Após a leitura, exploramos com as crianças a imagem e conversamos sobre a história orientados por perguntas como:
Nikau se mudou para outra cidade durante a pandemia. Você teve que se mudar durante a pandemia? Você gostou desse novo lugar?
- Você se sentiu sozinha/o em algum momento?
- Nikau se muda com muita frequência, e, por isso, não pode levar muita coisa consigo. Quando você vai para um novo lugar que coisas você escolhe levar com você?
- O que você vê do seu quintal? Como você se sente?

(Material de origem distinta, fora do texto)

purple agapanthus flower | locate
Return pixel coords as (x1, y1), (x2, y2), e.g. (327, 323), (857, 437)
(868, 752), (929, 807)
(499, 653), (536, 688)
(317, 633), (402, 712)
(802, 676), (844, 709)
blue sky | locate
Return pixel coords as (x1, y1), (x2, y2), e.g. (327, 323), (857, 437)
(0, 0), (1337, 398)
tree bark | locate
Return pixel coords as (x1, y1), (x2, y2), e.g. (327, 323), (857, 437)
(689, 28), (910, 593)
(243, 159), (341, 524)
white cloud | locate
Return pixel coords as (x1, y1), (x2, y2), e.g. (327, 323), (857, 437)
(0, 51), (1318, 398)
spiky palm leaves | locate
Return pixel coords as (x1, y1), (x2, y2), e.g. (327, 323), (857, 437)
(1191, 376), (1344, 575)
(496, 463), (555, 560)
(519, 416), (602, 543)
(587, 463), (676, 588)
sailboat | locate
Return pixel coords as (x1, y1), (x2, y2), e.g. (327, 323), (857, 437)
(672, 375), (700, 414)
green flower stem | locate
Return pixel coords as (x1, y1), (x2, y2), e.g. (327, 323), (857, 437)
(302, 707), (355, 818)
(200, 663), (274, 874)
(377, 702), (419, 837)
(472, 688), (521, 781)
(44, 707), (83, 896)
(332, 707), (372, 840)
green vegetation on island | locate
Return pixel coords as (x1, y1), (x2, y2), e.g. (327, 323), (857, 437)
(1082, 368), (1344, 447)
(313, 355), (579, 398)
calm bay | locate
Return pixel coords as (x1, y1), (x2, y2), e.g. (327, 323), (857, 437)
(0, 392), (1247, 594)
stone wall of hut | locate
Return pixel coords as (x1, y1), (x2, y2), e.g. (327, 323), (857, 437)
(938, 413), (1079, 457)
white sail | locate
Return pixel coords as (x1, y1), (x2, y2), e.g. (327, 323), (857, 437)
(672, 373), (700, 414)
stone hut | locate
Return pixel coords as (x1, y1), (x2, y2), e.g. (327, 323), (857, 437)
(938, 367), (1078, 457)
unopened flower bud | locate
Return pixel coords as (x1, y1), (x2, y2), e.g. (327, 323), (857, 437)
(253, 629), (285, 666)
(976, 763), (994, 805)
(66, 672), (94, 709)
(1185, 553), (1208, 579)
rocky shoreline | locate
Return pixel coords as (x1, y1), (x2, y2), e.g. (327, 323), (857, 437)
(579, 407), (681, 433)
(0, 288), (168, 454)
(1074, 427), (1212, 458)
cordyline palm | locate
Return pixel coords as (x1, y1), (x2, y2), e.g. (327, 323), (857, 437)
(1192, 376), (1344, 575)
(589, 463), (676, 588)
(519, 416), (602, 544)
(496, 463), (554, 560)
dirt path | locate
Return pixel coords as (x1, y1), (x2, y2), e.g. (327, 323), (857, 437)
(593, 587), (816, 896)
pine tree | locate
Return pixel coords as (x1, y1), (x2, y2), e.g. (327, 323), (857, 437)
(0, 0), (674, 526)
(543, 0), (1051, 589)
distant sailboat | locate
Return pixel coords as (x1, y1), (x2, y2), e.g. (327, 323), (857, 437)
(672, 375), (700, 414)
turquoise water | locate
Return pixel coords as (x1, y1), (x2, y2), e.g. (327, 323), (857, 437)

Algumas vezes as conversas eram conduzidas com o auxílio de atividades interativas no Wordwall.
Após a atividade de compreensão textual, seguimos com a reflexão sobre o tema, passando pela experiência pessoal da criança até a sua relação com a comunidade. Tudo conduzido em português, dando oportunidade às crianças de se expressarem na língua de herança.
Ao final de cada encontro foram sugeridos desafios ou tarefas para serem realizadas depois do encontro que envolvessem toda a família, como por exemplo, tirar foto e observar o que via da janela de casa, escrever uma cartinha de encorajamento a um amigo ou alguém da família, ou ainda escrever sobre suas próprias experiências.
A seguir, algumas produções das crianças:
Fotos que as crianças tiraram das janelas de suas casas:
Apesar do desafio da distância geográfica e do contexto de isolamento provocado pela pandemia, o projeto “Da janela da minha casa” possibilitou que um grupo tão heterogêneo de crianças, com níveis de português, vivências e contextos muito diferentes, mas que compartilham a mesma língua e cultura de herança, se conectassem e pudessem refletir sobre temas difíceis como perdas, medos e inseguranças que enfrentavam durante a pandemia.
Por meio das reflexões em grupo, as crianças puderam descobrir que não estavam sozinhas, que havia outras crianças brasileiras que vivenciavam desafios semelhantes e que juntos podiam se encorajar mutuamente, fortalecendo, assim, o senso de pertencimento e sua identidade cultural. As reflexões permeavam suas vidas no âmbito pessoal, familiar, local e global. A partir de suas janelas, elas puderam olhar novos horizontes, vislumbrar um futuro melhor e renovar a esperança.